Sudden, severe flare-ups of gout (acute gouty arthritis) can occur without warning. They can be triggered by
- Illness (such as pneumonia or other infection)
- Initiation of treatment with certain medications (such as diuretics, allopurinol, febuxostat, probenecid, and nitroglycerin, particularly intravenous nitroglycerin, which contains alcohol) that can abruptly change uric acid levels in the blood (but often these medications are medically necessary)
- Consumption of large amounts of alcohol or purine-rich foods
Typically, during a flare-up, severe pain occurs suddenly in one or more joints, often at night. The nocturnal pain probably occurs because fluid that has accumulated in the joint during the day leaves the joint more quickly than uric acid when the subject is lying down, causing the uric acid to concentrate and thus form crystals more easily. The pain gets progressively worse and often becomes unbearable, especially when moving or touching the joint.

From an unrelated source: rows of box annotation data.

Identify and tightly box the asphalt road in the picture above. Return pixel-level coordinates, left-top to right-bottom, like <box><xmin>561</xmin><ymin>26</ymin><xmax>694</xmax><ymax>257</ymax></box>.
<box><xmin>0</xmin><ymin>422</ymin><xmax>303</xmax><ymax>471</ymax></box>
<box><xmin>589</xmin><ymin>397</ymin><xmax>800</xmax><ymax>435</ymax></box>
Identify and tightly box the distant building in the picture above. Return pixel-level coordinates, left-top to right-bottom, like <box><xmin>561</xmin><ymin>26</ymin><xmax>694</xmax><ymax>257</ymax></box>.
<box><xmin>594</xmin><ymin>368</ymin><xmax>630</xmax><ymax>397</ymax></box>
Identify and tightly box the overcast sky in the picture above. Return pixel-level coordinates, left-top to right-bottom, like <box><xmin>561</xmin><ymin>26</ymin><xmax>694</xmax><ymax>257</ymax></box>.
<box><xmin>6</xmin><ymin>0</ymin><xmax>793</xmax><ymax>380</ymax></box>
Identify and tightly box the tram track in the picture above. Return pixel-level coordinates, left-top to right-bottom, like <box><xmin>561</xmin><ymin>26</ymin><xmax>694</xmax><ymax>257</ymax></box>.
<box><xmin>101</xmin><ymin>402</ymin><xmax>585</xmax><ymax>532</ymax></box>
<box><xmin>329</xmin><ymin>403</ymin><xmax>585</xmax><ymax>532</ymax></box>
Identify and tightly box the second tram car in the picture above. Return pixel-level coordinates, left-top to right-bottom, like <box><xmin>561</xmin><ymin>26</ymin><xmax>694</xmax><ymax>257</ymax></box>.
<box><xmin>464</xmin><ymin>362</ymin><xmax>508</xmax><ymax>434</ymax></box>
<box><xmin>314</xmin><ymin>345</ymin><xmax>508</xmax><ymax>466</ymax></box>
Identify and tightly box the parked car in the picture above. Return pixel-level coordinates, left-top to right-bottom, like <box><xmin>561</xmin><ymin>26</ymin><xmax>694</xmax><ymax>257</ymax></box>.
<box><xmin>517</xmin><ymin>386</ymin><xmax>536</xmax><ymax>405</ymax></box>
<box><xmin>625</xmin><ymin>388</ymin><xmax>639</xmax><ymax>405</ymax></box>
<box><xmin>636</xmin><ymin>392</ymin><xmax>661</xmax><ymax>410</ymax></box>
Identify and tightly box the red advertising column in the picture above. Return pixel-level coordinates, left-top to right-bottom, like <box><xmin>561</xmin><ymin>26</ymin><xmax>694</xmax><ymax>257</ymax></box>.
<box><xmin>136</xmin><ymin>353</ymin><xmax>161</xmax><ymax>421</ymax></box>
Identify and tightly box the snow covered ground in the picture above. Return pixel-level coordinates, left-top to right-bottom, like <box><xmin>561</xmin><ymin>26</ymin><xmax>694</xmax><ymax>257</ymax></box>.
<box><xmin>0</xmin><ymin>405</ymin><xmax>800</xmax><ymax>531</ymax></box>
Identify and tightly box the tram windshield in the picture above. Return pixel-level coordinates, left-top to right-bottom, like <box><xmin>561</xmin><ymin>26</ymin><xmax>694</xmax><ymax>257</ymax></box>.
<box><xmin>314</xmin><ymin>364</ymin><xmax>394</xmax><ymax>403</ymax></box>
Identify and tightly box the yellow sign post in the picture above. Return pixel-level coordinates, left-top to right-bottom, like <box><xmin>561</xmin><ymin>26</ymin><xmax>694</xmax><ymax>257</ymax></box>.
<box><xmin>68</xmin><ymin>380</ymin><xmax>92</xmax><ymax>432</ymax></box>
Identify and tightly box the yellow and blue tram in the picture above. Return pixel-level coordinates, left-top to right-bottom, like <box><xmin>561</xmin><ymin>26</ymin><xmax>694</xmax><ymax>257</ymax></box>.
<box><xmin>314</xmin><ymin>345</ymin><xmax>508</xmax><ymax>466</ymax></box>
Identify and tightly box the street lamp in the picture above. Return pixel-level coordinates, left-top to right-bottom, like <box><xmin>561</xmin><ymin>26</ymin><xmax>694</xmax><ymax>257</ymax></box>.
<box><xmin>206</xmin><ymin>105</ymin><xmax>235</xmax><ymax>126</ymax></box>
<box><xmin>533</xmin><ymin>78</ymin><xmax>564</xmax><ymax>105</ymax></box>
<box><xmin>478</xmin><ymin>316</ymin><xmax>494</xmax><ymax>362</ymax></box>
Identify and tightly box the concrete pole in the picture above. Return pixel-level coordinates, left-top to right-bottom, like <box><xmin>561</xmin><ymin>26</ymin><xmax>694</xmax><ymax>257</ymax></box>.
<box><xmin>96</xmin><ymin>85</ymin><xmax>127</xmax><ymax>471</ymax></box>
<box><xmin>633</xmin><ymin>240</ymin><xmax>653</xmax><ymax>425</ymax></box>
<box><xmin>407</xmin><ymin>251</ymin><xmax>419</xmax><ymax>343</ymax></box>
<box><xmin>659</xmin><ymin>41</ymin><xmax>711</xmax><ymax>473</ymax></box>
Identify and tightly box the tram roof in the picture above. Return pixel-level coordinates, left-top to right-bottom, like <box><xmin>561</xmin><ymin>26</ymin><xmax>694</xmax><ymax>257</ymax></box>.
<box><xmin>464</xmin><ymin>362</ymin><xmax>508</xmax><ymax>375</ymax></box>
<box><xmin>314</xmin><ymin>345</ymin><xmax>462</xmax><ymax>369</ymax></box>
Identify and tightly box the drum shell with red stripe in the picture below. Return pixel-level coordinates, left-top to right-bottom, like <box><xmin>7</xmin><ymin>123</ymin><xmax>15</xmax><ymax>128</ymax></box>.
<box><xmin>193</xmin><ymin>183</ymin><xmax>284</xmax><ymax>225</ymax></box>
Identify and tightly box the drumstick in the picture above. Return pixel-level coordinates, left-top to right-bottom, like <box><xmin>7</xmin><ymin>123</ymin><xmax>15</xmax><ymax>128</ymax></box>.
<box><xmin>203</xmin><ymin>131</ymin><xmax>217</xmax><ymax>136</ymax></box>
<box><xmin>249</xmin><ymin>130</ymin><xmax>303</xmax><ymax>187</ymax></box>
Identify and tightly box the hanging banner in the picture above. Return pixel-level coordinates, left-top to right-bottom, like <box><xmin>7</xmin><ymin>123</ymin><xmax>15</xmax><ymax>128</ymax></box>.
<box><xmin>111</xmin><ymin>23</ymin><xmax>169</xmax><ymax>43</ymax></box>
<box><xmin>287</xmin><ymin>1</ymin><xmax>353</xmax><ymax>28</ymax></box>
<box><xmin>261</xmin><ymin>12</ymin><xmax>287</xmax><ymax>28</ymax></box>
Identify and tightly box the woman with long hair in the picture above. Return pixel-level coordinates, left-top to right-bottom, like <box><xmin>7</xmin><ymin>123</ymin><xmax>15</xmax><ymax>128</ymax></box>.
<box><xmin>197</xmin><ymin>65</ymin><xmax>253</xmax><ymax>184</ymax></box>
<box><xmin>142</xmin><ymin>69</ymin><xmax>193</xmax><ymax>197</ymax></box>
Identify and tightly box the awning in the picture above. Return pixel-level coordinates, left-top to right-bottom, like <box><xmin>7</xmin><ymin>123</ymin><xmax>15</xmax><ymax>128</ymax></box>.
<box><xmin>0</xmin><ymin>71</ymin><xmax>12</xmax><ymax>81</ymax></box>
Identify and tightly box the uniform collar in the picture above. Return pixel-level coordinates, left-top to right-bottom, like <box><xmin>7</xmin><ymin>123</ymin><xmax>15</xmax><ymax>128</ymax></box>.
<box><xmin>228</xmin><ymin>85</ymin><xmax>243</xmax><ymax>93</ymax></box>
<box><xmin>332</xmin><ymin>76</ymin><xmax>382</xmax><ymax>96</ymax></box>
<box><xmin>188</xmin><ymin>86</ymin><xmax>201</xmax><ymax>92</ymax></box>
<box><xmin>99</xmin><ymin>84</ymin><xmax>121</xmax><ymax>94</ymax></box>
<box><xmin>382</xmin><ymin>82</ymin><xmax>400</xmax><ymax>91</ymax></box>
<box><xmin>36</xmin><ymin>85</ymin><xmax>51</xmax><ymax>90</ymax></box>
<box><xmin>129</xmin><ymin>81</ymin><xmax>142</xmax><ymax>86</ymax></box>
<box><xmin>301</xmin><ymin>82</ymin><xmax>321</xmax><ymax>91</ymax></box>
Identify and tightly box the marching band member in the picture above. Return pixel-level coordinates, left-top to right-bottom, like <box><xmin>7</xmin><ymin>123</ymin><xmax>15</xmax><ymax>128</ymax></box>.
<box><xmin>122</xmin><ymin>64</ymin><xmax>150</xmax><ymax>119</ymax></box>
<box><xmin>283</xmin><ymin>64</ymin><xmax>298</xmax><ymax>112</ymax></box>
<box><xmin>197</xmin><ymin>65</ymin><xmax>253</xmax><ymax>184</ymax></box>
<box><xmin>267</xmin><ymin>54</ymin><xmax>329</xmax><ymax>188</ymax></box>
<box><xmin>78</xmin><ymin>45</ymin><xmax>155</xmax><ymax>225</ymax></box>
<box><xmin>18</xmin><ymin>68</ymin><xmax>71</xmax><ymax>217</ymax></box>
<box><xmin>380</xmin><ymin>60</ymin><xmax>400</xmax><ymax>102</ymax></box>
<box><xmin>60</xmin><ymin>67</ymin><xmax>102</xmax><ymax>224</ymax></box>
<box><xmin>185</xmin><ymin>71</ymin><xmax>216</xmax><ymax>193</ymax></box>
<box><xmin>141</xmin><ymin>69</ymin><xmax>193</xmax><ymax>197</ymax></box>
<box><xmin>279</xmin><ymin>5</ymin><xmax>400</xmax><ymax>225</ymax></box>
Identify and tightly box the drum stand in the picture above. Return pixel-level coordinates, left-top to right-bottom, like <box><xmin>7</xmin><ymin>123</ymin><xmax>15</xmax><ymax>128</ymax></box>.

The joint becomes inflamed, swollen and warm, and the skin over it becomes reddish or purplish, tight and shiny.
Other symptoms of a flare-up are sometimes
- Acceleration of the heart rate (tachycardia)
- A feeling of general malaise
- Chills (very rarely)
The first outbreaks usually affect only one joint and last at most one week.
Symptoms gradually disappear, joint function is restored and no symptoms reappear until the next flare-up. However, if the disease progresses, untreated flare-ups last longer, occur more frequently and affect several joints. Without treatment, subsequent outbreaks can last up to 3 weeks. A person with an outbreak who develops a fever above 101° F (38.3° C), chills, or any other severe symptoms (e.g., weakness, vomiting, rash, or any difficulty breathing), especially if there is no experience with previous outbreaks or if this is the first outbreak, should call a doctor or go to an emergency department, as these symptoms may also be due to a joint infection or a completely different problem.
After repeated outbreaks, gout can become severe and chronic and can lead to joint deformity.
Over time, joint mobility becomes progressively restricted as a result of damage caused by uric acid crystal deposits in the joints and tendons.